L'ingegnere, urbanista ed ex assessore Paolo Berdini
Villini storici demoliti e ricostruiti, grandi impianti sportivi senza parcheggi, ma anche controllo degli affitti brevi. Questi e altri scenari, nel bene e nel male, potrebbero diventare reali con il voto dell'Assemblea Capitolina su un provvedimento il cui lungo dibattito è spesso proceduto sotto traccia, oscurato da temi politici di maggiore clamore o urgenza temporanea, ma il cui esito può segnare il futuro aspetto della città in maniera indelebile: la modifiche alle norme tecniche di attuazione (Nta) del piano regolatore. Le vecchie regole sono state riscritte, sono state raccolte osservazioni di enti e associazioni, ultime quelle della Regione Lazio a seguito del tavolo interistituzionale con il Campidoglio che si è tenuto martedì 21 luglio.

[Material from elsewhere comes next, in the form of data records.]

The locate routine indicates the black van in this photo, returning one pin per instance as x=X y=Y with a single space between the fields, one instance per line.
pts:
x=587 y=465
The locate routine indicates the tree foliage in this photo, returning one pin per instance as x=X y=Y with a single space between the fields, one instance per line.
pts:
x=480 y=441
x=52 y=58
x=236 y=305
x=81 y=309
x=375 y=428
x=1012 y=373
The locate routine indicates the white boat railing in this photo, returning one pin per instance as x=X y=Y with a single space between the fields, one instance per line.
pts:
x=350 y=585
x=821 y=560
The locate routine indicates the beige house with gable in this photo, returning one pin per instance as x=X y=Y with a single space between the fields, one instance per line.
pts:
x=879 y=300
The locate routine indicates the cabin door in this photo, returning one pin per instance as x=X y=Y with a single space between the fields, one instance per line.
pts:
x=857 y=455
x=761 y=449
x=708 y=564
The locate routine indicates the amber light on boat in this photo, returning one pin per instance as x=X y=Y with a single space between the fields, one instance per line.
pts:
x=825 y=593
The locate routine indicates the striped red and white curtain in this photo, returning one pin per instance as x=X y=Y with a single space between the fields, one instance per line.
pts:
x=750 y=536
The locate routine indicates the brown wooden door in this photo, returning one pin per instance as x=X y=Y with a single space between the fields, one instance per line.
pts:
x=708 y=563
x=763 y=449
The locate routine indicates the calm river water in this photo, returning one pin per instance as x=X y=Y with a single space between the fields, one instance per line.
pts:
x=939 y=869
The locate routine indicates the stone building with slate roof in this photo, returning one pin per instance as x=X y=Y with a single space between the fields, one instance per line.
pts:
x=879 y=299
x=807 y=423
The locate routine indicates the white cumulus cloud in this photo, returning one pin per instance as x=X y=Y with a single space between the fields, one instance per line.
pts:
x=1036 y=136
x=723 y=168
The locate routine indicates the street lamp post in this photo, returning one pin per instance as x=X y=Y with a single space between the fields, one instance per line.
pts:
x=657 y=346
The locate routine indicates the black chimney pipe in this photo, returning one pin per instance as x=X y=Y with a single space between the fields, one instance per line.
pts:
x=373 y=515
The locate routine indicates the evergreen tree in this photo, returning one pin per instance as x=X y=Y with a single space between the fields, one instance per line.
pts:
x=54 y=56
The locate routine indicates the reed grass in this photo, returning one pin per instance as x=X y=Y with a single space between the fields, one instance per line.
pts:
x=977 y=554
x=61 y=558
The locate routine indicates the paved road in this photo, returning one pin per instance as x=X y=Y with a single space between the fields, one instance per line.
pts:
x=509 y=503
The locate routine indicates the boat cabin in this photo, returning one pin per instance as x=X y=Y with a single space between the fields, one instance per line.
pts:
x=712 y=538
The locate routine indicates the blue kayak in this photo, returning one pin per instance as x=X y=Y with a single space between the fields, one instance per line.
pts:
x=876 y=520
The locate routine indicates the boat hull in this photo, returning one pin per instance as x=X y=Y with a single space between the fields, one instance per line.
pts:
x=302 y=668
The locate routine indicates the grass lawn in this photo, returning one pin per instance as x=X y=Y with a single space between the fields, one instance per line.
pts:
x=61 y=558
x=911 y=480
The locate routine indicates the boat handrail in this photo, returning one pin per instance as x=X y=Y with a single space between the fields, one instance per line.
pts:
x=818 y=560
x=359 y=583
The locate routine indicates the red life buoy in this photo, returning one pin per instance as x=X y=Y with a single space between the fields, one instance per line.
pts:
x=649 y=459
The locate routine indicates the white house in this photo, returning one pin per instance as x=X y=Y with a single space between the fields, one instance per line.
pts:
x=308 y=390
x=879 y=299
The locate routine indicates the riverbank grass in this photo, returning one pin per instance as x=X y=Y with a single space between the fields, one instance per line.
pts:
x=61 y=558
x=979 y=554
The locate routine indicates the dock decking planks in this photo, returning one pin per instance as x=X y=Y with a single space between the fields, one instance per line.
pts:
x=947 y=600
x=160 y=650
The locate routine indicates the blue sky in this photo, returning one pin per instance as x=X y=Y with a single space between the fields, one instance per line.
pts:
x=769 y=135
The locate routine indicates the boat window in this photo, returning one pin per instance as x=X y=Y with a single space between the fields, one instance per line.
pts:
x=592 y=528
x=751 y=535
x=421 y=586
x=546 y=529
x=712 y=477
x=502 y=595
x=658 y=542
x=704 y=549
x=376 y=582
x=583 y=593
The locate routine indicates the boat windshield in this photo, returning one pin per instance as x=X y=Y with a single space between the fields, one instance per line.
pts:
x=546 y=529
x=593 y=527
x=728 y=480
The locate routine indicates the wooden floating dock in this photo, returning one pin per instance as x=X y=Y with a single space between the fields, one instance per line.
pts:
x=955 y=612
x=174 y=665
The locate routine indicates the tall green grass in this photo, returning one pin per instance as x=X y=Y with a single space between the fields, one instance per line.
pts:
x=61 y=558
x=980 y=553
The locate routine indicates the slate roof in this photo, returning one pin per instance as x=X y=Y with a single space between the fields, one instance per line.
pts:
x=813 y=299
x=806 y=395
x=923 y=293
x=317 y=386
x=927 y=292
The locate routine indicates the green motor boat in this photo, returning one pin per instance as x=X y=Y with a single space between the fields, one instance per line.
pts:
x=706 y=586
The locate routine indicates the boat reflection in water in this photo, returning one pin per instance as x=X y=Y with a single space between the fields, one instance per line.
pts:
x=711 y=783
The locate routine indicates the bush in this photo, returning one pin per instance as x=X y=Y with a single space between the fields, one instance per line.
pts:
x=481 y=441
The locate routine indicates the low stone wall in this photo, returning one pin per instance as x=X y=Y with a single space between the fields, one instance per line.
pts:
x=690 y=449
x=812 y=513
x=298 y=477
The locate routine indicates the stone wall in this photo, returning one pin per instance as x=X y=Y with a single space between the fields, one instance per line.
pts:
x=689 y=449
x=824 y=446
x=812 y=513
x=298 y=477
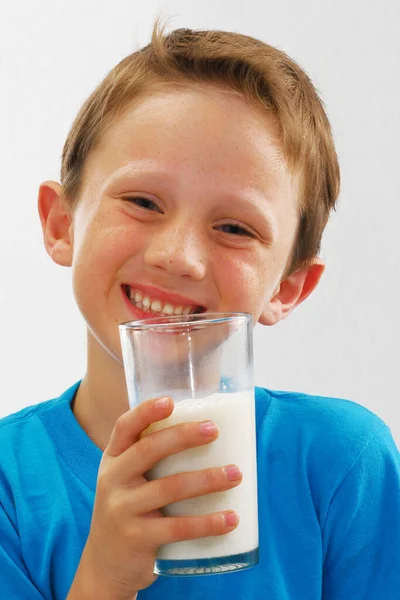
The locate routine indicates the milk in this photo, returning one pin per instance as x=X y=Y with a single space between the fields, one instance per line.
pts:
x=234 y=415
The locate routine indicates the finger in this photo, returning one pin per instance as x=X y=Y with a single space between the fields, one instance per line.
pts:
x=161 y=492
x=130 y=425
x=149 y=450
x=167 y=530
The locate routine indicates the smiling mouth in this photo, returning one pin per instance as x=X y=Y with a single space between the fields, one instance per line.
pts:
x=158 y=307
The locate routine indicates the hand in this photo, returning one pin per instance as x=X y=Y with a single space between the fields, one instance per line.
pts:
x=127 y=526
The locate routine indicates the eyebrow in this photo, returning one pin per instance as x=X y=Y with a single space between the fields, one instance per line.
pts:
x=245 y=201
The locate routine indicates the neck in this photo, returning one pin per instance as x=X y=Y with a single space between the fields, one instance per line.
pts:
x=102 y=396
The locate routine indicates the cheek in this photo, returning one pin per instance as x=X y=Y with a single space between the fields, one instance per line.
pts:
x=245 y=282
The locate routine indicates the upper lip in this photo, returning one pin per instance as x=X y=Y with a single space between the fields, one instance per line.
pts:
x=165 y=296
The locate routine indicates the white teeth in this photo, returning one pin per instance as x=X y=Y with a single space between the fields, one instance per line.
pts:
x=146 y=302
x=156 y=306
x=168 y=309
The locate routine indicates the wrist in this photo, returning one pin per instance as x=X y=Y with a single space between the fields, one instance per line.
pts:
x=88 y=584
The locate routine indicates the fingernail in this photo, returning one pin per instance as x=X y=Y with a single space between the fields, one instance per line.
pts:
x=162 y=402
x=232 y=473
x=208 y=428
x=231 y=519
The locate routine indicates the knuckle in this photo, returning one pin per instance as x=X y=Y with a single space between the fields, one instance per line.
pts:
x=180 y=529
x=216 y=524
x=145 y=445
x=177 y=488
x=212 y=479
x=115 y=507
x=120 y=424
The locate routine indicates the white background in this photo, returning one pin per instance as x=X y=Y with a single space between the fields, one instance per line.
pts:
x=343 y=341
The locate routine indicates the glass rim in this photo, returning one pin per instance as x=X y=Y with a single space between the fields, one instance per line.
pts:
x=164 y=321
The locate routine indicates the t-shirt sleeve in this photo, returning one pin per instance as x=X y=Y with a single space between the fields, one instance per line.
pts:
x=15 y=583
x=361 y=534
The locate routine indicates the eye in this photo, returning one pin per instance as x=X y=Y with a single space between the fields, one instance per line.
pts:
x=235 y=229
x=143 y=202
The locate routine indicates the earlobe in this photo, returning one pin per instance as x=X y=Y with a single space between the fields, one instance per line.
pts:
x=291 y=291
x=56 y=220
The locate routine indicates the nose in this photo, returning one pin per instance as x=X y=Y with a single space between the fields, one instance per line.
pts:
x=178 y=249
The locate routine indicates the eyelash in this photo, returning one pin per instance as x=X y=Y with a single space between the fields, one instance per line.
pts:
x=138 y=199
x=240 y=230
x=243 y=231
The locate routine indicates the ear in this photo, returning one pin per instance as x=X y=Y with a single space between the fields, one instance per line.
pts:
x=56 y=221
x=291 y=292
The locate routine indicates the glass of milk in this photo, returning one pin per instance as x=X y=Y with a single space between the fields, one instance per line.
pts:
x=205 y=363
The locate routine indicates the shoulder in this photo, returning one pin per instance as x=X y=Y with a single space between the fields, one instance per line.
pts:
x=318 y=414
x=22 y=430
x=329 y=435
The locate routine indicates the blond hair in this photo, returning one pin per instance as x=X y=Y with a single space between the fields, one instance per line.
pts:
x=264 y=75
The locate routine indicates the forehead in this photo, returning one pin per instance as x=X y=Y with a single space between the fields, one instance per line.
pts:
x=208 y=127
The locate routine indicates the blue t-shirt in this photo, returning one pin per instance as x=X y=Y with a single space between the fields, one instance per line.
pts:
x=329 y=505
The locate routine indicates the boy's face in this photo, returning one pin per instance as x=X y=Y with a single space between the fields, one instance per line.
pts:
x=186 y=204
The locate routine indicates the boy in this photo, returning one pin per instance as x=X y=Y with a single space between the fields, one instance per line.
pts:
x=198 y=176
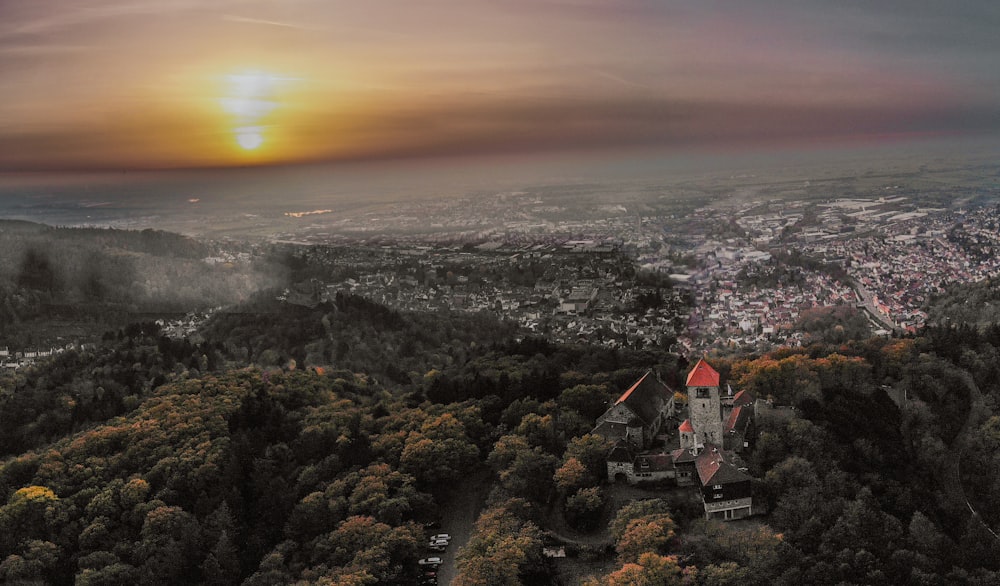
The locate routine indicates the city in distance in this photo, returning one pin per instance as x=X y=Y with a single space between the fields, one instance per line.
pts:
x=500 y=293
x=534 y=340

Le modifiche apportate, però, secondo Paolo Berdini, ingegnere, urbanista e per un breve periodo assessore nel corso dell'amministrazione di Virginia Raggi, hanno "un vizio di fondo. Si continua a pensare che bisogna eliminare ogni vincolo agli investimenti privati", spiega a Fanpage.it. "Il risultato sarà che gli investimenti continueranno a concentrarsi nel centro storico e nei quartieri più pregiati, mentre nelle periferie resterà l'abbandono che vediamo ancora oggi".